There’s also the option for DevRel to create content to support open-source projects, such as documentation, blog posts, tutorials, articles, and videos. This content can equip developers with the knowledge and best practices they need to use a particular product and help them gain a more in-depth understanding of open-source.
By supporting open-source projects, DevRel encourages developers to collaborate with others, share new ideas, and find solutions to challenges. They can also help developers to streamline workflows, enhance their skills, and deliver quick results.
Establish a DevRel team
As the dev population continues to grow at a steady rate, it’s a good idea to hire a DevRel team that’ll be fully dedicated to fostering relationships and engaging with developers.
Your DevRel team should have well-defined roles and responsibilities, and possess skills such as technical knowledge, community building, empathy, content creation, and strong communication.
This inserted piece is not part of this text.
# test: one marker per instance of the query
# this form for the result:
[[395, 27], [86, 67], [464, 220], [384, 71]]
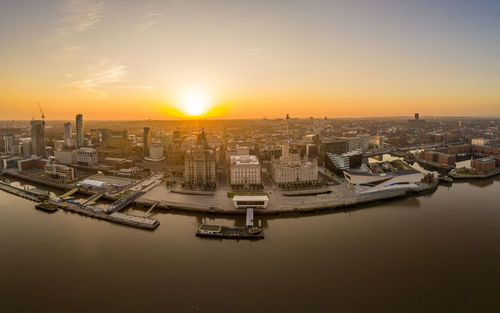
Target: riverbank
[[343, 201], [458, 175]]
A high-functioning DevRel team can help to grow brand awareness, provide genuine value to the developer community through technical support and educational resources, and cultivate brand advocates to enhance their organization’s reputation.
Build a community
Community development and engagement are instrumental to successful developer relations. A community provides a platform for developers to share their feedback and insights, which helps you to understand their wants, needs, and pain points, and refine your product accordingly.
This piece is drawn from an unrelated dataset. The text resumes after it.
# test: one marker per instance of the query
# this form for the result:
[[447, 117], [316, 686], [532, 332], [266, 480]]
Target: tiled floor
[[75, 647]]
Attending meetups, participating in open-source projects, and getting involved in online forums can help you develop vital community-building skills and gain valuable insights into the developer mindset.
To create an active community, you must offer developers value through in-depth technical content and resources. It’s also beneficial to organize meetups, events, and hackathons to foster engagement and stronger relationships. Make sure you provide a space that developers can navigate easily, and where they can offer feedback and have their voices heard.
Building a community is a long-term commitment. To be successful, you have to put in consistent effort, be patient, listen to developers’ needs, and be invested in facilitating supportive relationships and collaboration between community members.
Measure and iterate
Like any marketing initiative, it’s important to track the progress of your DevRel efforts.
Measure and monitor key metrics such as developer engagement, retention, product usage, Net Promoter Score (NPS), and qualified leads to make sense of what’s working and what’s not.
Use the data you’ve collected to understand developers’ preferences, make improvements to your products, and tap into new, unexplored opportunities.
DevRel is more than just a way to bridge the gap between companies and developers. It’s a vital strategic initiative that can accelerate growth and instill trust and loyalty in your target audience.
By implementing the DevRel best practices listed in this article, companies can successfully create deeper connections with developers, gain valuable insights to improve their products or services, and foster an active community of brand advocates.